凱旋門賞には日本のホースマンたちの“夢”がつまっている――。日本馬挑戦の歴史を回顧する
凱旋門賞は、日本馬にとって長年の夢であり挑戦の場だが、いまだにその壁を超えることはできていない。これまで多くの日本馬が挑戦し、惜しくも2着に終わったケースもあるが、いまだ勝利には至っていない。これまでの日本馬の挑戦を振り返りつつ、凱旋門賞制覇への課題と展望を考えていく。
日本馬の挑戦と苦戦の歴史
欧州の競馬シーズン最終盤のビッグレースである凱旋門賞。
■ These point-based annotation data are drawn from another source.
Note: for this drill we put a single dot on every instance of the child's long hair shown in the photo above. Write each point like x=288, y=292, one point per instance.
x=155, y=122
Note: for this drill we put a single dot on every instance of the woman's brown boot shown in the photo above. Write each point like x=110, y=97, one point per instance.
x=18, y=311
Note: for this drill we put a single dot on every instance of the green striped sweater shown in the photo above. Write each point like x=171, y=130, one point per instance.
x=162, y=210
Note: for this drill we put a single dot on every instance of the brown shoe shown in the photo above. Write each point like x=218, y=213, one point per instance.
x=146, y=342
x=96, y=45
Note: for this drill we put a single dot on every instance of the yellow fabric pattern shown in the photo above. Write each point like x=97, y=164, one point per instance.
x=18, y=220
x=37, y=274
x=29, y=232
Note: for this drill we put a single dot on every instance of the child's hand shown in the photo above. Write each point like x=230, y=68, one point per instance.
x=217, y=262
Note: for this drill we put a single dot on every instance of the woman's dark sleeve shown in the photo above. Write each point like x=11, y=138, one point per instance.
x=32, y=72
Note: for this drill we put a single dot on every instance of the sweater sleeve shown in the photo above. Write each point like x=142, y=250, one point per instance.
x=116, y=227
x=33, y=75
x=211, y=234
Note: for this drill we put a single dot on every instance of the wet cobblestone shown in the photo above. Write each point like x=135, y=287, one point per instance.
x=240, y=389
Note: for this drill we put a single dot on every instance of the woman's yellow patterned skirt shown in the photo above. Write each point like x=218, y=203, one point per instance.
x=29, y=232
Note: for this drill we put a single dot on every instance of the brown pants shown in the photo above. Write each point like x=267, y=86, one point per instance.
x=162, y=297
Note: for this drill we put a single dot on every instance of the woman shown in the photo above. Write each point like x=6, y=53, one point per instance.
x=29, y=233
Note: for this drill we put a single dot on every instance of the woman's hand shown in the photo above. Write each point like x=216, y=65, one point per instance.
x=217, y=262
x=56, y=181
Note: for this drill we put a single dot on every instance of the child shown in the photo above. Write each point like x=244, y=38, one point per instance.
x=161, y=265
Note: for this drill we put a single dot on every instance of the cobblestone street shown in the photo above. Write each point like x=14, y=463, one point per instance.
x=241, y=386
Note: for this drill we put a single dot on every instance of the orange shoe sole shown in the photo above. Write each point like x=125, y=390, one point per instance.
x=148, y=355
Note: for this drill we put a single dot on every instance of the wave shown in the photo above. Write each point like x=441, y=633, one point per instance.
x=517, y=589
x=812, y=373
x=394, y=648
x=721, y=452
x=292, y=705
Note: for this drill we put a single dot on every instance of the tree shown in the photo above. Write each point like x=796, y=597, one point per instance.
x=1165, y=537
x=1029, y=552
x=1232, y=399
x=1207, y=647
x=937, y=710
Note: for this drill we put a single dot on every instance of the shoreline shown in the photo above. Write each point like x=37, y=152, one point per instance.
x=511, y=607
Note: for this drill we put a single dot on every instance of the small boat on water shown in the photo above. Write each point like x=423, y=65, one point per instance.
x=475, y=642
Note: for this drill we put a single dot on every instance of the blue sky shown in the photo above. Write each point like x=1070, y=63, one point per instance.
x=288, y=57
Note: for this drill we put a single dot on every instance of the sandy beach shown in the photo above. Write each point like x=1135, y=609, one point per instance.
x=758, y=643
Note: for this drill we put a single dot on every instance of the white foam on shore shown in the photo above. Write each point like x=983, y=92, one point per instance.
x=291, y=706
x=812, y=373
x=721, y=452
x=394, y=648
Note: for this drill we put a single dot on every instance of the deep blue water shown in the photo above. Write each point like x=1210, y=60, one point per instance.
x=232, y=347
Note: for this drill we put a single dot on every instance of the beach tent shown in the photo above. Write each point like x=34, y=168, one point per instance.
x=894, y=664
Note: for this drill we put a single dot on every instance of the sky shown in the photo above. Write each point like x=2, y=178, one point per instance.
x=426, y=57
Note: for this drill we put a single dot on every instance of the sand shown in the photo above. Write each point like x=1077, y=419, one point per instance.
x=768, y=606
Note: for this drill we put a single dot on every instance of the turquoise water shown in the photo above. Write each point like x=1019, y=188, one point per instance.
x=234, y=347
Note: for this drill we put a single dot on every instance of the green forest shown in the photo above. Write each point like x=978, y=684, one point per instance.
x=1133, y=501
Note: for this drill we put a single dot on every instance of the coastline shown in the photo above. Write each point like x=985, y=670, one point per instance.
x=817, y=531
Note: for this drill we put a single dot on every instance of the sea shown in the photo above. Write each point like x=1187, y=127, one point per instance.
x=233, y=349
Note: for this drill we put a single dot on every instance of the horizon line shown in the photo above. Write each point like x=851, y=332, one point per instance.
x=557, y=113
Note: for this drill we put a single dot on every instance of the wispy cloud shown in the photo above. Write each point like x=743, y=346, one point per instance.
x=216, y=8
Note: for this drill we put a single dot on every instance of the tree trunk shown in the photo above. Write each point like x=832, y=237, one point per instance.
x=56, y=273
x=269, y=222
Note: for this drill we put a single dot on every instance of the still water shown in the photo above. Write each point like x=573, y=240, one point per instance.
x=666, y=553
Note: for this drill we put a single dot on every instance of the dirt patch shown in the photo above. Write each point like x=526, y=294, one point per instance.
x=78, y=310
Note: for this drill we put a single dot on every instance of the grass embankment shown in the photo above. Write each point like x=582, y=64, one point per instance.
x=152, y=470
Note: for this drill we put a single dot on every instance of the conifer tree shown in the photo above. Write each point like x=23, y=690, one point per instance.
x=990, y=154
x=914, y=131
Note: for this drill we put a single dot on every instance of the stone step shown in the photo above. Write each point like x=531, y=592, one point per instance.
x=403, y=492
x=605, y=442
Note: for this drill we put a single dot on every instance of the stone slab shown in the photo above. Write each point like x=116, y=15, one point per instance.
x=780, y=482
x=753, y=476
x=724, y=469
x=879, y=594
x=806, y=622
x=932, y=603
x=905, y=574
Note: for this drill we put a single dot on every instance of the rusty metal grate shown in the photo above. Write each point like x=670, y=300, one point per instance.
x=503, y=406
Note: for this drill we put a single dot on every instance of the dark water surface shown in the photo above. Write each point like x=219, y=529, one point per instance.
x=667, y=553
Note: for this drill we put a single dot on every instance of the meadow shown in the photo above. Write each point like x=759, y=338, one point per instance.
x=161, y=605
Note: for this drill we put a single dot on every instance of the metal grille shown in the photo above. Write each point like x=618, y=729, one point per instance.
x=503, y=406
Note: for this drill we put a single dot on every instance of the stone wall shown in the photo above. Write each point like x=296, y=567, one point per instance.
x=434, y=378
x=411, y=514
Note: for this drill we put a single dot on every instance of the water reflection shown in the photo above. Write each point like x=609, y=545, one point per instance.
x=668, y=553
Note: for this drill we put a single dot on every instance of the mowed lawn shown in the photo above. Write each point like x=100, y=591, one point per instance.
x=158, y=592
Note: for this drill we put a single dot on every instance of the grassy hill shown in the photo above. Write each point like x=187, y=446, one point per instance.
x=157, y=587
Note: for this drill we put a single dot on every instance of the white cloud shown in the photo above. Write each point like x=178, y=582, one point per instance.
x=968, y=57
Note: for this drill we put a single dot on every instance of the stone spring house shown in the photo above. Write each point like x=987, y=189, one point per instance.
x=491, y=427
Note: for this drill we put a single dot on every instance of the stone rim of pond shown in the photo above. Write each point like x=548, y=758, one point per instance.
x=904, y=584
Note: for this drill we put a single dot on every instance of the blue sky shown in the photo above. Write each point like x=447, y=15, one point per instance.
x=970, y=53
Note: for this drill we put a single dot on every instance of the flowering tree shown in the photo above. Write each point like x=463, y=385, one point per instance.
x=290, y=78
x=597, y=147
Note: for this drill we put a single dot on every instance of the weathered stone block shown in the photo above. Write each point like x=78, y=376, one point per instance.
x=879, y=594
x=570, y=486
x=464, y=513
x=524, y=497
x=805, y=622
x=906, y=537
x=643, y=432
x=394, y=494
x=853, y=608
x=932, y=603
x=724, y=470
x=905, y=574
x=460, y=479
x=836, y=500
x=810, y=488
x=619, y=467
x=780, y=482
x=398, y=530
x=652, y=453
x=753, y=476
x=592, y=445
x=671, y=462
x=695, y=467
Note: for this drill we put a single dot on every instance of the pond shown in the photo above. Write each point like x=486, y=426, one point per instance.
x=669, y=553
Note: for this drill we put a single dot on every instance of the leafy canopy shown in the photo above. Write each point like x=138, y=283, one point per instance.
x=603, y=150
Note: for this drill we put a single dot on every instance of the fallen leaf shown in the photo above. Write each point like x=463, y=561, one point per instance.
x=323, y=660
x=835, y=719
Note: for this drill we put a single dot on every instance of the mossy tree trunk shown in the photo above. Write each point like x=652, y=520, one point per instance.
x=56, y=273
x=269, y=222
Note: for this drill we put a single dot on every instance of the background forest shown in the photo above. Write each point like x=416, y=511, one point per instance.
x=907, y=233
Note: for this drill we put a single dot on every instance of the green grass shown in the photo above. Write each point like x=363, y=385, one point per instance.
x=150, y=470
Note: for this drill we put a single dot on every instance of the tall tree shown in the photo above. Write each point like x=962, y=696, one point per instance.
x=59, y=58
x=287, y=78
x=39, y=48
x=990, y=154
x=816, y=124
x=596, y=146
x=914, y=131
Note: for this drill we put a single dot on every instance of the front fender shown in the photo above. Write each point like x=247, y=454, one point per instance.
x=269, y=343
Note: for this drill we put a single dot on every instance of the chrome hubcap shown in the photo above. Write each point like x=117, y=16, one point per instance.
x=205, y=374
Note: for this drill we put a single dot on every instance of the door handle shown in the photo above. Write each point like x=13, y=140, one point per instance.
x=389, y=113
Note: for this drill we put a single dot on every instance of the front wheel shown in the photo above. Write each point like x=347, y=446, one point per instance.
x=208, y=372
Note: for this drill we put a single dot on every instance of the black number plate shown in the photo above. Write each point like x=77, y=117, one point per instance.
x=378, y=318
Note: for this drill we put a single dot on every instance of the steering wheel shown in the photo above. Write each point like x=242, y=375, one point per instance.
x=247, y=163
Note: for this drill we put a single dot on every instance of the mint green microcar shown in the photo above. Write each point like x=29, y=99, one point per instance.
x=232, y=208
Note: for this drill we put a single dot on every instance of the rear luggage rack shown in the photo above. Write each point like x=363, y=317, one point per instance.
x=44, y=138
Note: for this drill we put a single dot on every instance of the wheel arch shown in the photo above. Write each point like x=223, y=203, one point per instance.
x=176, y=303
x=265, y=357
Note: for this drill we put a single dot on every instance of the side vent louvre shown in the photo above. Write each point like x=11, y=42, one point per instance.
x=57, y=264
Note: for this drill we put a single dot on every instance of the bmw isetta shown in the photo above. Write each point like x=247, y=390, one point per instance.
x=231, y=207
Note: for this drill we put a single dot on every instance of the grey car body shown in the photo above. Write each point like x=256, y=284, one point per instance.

改修工事などで使えない時を除いては、仏・パリロンシャン競馬場の芝2400mで行われている。
毎年日本でも大きな注目を集め、日本調教馬も2023年までに31頭の馬が計34回挑戦している。ただ、未だ優勝馬は出ていない。日本馬どころか欧州の馬以外の勝利がなく、ほかの地域の馬からすれば、欧州の高い壁に阻まれている状態である。
日本馬が勝てない要因はいくつか考えられるが、まず最初に挙げられるのは馬場の違いであろう。
日本のジャパンカップも、凱旋門賞と同じ芝2400mで行われている。そのジャパンカップのレコードタイムは、アーモンドアイが記録した2分20秒6。このタイムは世界レコードとなっているため、凱旋門賞の歴代の勝ち時計より速いことは確実だ。
では、凱旋門賞の勝ち時計はどのぐらいかというと、凱旋門賞のレースレコードは2分24秒49。これを単純に比べると、アーモンドアイのほうが4秒近く速い。そのくらい芝の種類や長さが違い、起伏がタフなコースで行われているということが分かる。
これはなにも、日本馬が欧州で苦戦する理由になっているだけではない。逆に欧州の馬も、日本の高速馬場に対応するのが難しくなってきている。
現に、創設当初の10年で8勝を挙げていたジャパンカップでの外国馬の優勝は、2005年のアルカセット以来達成されていない。その結果、勝つ見込みのない挑戦は見送られることが多くなり、近年では外国馬の出走ゼロ、なんて年もあるほどになっている。
そしてこれは、日本馬が凱旋門賞を勝てない理由にも繋がってくる。馬場の合わない可能性のある凱旋門賞を、見送る馬が多いということである。